Know the resources at your disposal if you want to develop. We are very fortunate to have as our national language (Mauritian/MC) and our official language (English) TWO creole languages which are both analytic (as opposed to French, which is synthetic) with very close syntactic affinities. A well-designed literacy programme can make all Mauritians FUNCTIONALLY literate in both languages.
Why dilly-dally? Is it because the political elite wants to keep us in darkness and ignorance and feather the beds of their protégés? I can see no other reason. I only wish they could and would prove me wrong.


President Macron recently admitted that French had already lost the battle against English. French official documents are more and more bilingual – in French and English. European leaders use English to discuss European affairs. English is already a universal language. Are we not lucky to have two creole languages as our national, official and universal language? When will we learn to count our blessings?
French, being a very complicated synthetic-inflecting language in which syntactic relations within sentences are expressed by inflection (the change in the form of a word that indicates distinctions of tense, person, gender, number, mood, voice, and case), is the root-cause of ‘illetrisme’ in France.
It is a monstrous mistake to introduce it in preprimary and primary classes as a medium to acquire literacy and numeracy when it should enter the curriculum at the start of secondary education as a ‘foreign’ language. Remember that it is the first language (L1) of only 3.8% of the population, while Mauritian (Mauritian Creole/MC) is the L1 of 90% of the population and the L2 of the remaining 10%. The Catholic Church and the printed and electronic media are, through their Francophone-Francophile bias, to blame. Will they change? When? “KAN POUL GAGN LEDAN!”
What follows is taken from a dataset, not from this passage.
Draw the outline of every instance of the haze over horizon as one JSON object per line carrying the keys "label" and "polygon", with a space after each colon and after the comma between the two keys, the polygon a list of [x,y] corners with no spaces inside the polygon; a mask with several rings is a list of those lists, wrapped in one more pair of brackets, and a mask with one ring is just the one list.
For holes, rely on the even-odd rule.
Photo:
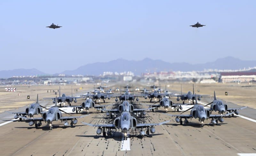
{"label": "haze over horizon", "polygon": [[[0,71],[53,74],[118,58],[255,60],[256,1],[2,1]],[[192,28],[197,22],[205,27]],[[45,27],[52,23],[63,27]]]}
Since 1954, primary education has been made free and accessible to most children of school-going age; in 1976, secondary education was made free and accessible to most of our children; in the 80’s PREVOC was introduced to look after children in difficulty who were dropping out of the system; recently, the EXTENDED PROGRAMME was introduced to replace PREVOC.
Next year, as from January 2024, preprimary schools will become free and accessible. The state education budget is enormous but are we getting value for money? Are schools delivering the ‘goods’ promised? Or have they become ‘garderie’ to keep children off the street?
75% of our children, after 9-10 years at school – SOF BAN LEKOL – remain non-literate and non-numerate. And our irresponsible political and socio-cultural leaders still refuse to admit that a new language policy in education and nation-building is IMPERATIVE. Their vested interests have priority over everything else.


For most children, nothing exciting happens at school. Boredom has ‘sovereign sway and masterdom’. At the end of 9-10 years of frustration, they will, most of them, end up in a situation worse than they knew before crossing the school threshold initially.
If bilingual literacy in Mauritian and English were to support the development of a truly Mauritian-Republican National Culture in terms of national literature, drama, music, science and technology; if French and/or ancestral languages were introduced at a later stage when children have mastered bilingual literacy and have reached a certain degree of maturity, then school would become exciting, rewarding and life-enhancing.